Because of the deep seeded instincts developed from the Apartheid history of South Africa, many informal communities are hesitant to trust the aid of unknown outside parties. Before the Institutional Review Board (IRB), impoverished peoples were taken advantage of by corporations and government bodies with the excuse that the benefits of society over arch the risks of the individual.  During the Apartheid era, non-white people were stripped of their rights, land, and employment and forced into low income townships with poor living conditions. From this, many South Africans developed a stigma against change in the form of aid or resettlement.  In preparation of encountering the cultural and social differences in South Africa, many ethical considerations were taken into account so our team could fully understand the effects of our project on all parties involved.  When working with the community leaders in Flamingo Crescent, we not only established a trusting relationship, but we also ensured a standard of ethics that protects the rights of all human subjects.

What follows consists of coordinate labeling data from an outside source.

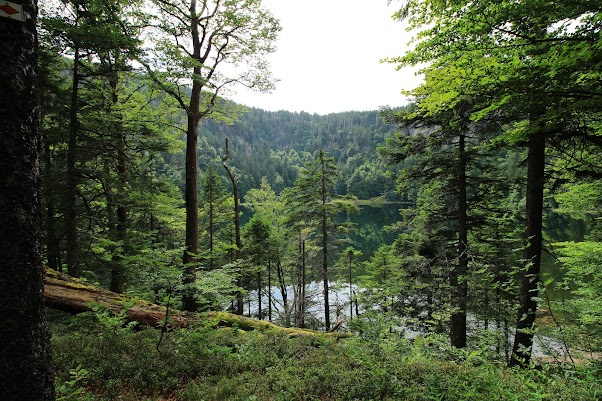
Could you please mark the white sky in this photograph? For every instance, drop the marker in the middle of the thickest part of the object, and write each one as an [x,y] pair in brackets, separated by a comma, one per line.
[328,57]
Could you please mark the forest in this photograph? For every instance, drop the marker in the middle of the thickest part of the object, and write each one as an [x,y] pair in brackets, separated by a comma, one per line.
[160,241]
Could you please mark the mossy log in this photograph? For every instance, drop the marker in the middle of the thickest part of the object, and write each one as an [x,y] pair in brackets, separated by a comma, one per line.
[71,295]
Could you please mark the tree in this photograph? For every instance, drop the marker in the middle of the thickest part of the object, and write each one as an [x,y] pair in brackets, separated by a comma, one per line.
[313,205]
[258,250]
[264,202]
[237,239]
[194,43]
[214,197]
[101,40]
[518,59]
[348,257]
[25,358]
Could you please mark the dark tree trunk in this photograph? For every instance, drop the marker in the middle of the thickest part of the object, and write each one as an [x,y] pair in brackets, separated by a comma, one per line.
[72,175]
[239,297]
[459,286]
[118,270]
[523,340]
[259,312]
[191,173]
[25,359]
[53,253]
[283,292]
[325,247]
[269,289]
[350,290]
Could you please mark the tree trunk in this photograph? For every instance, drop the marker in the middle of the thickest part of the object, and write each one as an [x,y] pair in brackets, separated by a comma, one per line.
[283,292]
[325,247]
[269,288]
[53,254]
[259,312]
[118,270]
[525,324]
[239,297]
[191,173]
[459,286]
[72,174]
[26,371]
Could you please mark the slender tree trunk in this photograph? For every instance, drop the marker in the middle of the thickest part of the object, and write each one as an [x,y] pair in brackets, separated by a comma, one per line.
[525,324]
[283,292]
[350,291]
[302,303]
[259,294]
[72,175]
[269,289]
[26,371]
[118,271]
[239,297]
[52,238]
[459,286]
[191,195]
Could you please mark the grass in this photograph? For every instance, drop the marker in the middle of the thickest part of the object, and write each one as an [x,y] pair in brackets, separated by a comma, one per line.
[94,363]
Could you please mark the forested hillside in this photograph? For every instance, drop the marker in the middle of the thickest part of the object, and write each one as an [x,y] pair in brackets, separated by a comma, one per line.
[276,145]
[239,234]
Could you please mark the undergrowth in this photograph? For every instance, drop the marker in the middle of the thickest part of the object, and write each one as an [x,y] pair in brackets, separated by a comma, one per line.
[207,363]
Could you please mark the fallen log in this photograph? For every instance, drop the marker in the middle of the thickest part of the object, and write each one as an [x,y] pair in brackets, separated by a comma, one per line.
[72,295]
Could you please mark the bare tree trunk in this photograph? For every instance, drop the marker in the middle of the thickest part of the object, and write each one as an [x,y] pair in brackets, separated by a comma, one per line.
[325,247]
[53,254]
[191,196]
[269,288]
[26,371]
[523,339]
[239,297]
[459,286]
[72,175]
[283,292]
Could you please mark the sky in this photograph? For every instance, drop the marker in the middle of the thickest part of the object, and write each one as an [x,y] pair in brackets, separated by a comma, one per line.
[328,57]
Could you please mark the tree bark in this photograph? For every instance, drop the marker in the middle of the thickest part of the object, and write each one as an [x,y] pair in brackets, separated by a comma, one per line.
[239,297]
[26,371]
[191,173]
[72,175]
[53,254]
[324,244]
[459,286]
[523,339]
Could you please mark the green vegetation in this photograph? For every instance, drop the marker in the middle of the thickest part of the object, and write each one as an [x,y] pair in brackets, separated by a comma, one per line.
[487,287]
[206,363]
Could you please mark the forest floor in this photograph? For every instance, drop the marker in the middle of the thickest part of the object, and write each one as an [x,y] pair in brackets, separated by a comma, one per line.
[99,357]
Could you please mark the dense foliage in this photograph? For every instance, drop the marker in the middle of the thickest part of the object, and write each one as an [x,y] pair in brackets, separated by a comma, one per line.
[496,161]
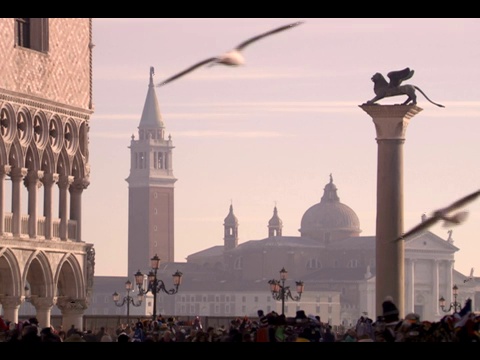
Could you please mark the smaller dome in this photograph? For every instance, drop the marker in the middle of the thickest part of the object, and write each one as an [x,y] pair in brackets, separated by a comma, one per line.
[275,220]
[330,216]
[231,219]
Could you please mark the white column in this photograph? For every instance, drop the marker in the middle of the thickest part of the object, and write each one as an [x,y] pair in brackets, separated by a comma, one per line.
[32,183]
[17,175]
[63,184]
[4,170]
[48,181]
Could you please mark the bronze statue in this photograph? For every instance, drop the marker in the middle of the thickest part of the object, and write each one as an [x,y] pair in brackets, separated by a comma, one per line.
[384,89]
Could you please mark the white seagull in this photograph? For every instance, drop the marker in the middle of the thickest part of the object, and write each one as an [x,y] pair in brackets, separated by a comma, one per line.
[233,57]
[470,277]
[442,214]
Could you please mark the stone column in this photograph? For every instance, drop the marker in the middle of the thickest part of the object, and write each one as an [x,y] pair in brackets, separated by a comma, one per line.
[48,181]
[76,190]
[10,305]
[410,286]
[391,123]
[4,170]
[72,311]
[17,175]
[43,307]
[32,183]
[436,285]
[63,184]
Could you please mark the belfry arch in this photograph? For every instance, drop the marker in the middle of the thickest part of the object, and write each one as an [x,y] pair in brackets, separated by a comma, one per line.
[45,265]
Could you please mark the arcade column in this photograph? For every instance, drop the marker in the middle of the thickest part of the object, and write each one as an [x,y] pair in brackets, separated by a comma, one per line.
[391,123]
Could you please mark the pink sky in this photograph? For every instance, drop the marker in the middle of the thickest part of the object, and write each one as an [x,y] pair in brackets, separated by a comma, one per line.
[272,131]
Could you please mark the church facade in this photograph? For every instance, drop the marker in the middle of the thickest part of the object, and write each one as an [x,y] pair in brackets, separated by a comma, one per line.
[335,262]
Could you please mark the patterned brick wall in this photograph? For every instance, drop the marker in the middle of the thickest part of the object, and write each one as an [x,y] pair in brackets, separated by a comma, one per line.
[62,75]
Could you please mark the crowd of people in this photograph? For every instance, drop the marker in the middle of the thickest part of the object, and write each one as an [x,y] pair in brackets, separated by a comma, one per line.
[462,326]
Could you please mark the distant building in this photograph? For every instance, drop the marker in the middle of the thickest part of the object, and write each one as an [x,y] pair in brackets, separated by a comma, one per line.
[336,264]
[45,109]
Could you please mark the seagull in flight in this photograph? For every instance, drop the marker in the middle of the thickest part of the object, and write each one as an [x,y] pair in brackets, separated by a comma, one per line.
[470,277]
[233,57]
[443,214]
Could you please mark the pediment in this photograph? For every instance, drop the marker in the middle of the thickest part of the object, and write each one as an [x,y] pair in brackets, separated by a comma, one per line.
[428,241]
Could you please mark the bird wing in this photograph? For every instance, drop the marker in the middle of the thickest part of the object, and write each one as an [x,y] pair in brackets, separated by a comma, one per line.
[271,32]
[423,225]
[461,202]
[186,71]
[455,219]
[398,76]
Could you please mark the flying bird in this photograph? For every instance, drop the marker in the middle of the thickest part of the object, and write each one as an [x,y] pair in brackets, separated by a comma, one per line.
[442,214]
[233,57]
[470,277]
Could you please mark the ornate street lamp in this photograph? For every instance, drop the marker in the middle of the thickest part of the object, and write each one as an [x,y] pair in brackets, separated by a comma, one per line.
[129,300]
[27,293]
[282,292]
[453,305]
[156,285]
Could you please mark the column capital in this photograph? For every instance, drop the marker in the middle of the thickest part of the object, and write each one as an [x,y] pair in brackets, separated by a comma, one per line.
[11,302]
[33,177]
[79,184]
[18,173]
[71,306]
[391,121]
[5,169]
[49,178]
[44,303]
[64,181]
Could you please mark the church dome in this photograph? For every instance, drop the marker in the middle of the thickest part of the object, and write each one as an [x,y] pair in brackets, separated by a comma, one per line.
[330,220]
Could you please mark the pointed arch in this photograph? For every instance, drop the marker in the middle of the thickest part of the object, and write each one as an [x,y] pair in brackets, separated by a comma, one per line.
[38,274]
[69,278]
[15,156]
[7,123]
[48,161]
[78,168]
[32,158]
[10,274]
[63,164]
[40,130]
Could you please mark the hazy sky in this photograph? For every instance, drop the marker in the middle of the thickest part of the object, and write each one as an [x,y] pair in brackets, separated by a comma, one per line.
[271,132]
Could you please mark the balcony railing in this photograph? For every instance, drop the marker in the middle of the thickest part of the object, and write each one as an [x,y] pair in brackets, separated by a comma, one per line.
[24,233]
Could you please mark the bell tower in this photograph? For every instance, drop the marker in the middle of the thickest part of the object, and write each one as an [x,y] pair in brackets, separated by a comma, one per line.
[150,189]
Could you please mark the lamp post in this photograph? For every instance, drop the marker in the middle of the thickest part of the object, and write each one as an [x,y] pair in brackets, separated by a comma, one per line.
[156,285]
[129,300]
[282,292]
[453,305]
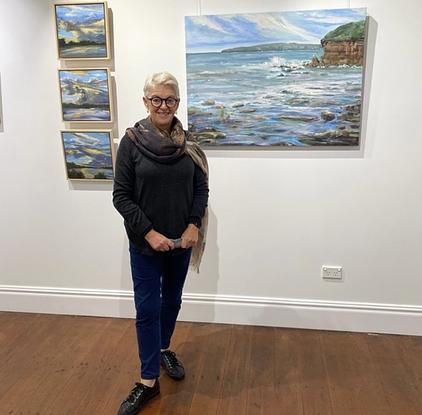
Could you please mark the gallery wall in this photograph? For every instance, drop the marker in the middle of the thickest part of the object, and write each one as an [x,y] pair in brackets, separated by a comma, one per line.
[276,217]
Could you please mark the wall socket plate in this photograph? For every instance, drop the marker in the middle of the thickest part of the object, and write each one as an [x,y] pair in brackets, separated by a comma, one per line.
[332,273]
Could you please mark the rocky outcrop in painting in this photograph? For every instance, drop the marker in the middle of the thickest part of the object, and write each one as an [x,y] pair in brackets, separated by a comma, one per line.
[344,45]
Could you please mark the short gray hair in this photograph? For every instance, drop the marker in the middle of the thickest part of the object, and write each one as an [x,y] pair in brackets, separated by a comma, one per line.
[161,78]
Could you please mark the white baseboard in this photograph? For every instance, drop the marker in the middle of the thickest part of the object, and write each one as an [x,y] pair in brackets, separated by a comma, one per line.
[262,311]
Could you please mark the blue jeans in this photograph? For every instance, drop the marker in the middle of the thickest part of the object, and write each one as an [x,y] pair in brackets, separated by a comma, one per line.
[157,284]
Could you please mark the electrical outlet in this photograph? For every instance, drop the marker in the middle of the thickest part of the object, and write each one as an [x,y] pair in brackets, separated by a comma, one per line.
[332,273]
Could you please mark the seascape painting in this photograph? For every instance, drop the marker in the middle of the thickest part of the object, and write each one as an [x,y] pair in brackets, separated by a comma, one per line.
[82,31]
[285,79]
[88,155]
[85,94]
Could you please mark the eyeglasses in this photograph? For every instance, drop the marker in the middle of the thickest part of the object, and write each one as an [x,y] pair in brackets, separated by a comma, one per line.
[157,101]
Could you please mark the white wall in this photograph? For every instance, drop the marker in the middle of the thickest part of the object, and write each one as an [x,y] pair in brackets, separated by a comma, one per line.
[276,217]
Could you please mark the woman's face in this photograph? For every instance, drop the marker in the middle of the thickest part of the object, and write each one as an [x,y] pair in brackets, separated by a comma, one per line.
[161,116]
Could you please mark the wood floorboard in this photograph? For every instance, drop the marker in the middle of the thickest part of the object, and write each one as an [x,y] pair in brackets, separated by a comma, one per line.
[234,394]
[396,379]
[68,365]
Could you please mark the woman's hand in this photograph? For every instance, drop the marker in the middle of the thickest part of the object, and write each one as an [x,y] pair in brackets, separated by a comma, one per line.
[158,241]
[190,236]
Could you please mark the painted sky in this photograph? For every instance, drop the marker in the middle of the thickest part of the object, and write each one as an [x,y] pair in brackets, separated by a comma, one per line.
[85,86]
[81,22]
[213,33]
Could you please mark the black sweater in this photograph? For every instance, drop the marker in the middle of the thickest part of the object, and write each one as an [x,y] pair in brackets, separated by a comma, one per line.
[149,195]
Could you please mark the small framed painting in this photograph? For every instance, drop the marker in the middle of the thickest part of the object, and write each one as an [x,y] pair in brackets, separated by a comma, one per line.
[85,94]
[82,31]
[88,154]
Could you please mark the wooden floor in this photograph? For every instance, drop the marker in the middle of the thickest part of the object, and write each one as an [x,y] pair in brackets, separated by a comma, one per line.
[67,365]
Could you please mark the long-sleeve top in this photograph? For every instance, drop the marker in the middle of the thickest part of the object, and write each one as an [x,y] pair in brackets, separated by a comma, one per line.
[149,195]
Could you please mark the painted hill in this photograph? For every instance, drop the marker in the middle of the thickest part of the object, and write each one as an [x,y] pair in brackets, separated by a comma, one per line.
[343,45]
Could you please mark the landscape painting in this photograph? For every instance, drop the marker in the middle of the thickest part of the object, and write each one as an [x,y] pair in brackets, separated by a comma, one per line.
[82,31]
[285,79]
[85,94]
[88,155]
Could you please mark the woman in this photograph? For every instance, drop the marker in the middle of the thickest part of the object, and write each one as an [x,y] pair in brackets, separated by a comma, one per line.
[161,190]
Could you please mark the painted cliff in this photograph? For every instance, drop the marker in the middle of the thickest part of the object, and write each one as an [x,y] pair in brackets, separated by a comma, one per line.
[344,45]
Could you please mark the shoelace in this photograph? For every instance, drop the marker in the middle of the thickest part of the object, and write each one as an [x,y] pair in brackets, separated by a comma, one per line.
[170,358]
[135,392]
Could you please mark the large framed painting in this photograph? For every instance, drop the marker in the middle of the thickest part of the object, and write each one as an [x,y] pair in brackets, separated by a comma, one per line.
[88,154]
[286,79]
[82,31]
[85,94]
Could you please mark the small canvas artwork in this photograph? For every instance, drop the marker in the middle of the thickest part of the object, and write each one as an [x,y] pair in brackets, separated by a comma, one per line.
[285,79]
[88,155]
[82,31]
[85,94]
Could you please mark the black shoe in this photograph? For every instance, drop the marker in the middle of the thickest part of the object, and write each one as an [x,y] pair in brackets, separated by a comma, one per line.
[138,397]
[172,365]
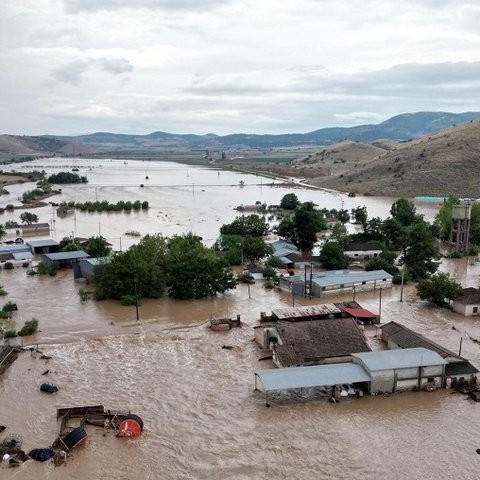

In mind of our ethical obligations as researchers, we ensured that all participants were treated with respect and given the ability to make their own decisions in all aspects of our project.  Community leaders and other participating members of the community were made aware of our purpose and objectives. Additionally, all members were made aware and consented of changes made to the community.

When profiling members of the community, we ensured informed consent.  Participants were made aware of how the information was used, who may see it, and were given the opportunity to review and edit or retract any statements. All confidential information collected for the use of the project was kept private.  All photographs of the community infrastructure and residents as well as city field officers and co-researchers were approved before being published.

Informal settlement upgrading can be a delicate subject in that through offering aid, we are implying the need of the community.  In the entire upgrading process, we maintained our ethical obligation to bettering the standard of life of participating community members, while not implying favoritism or insult or forcing the participation of disinterested parties.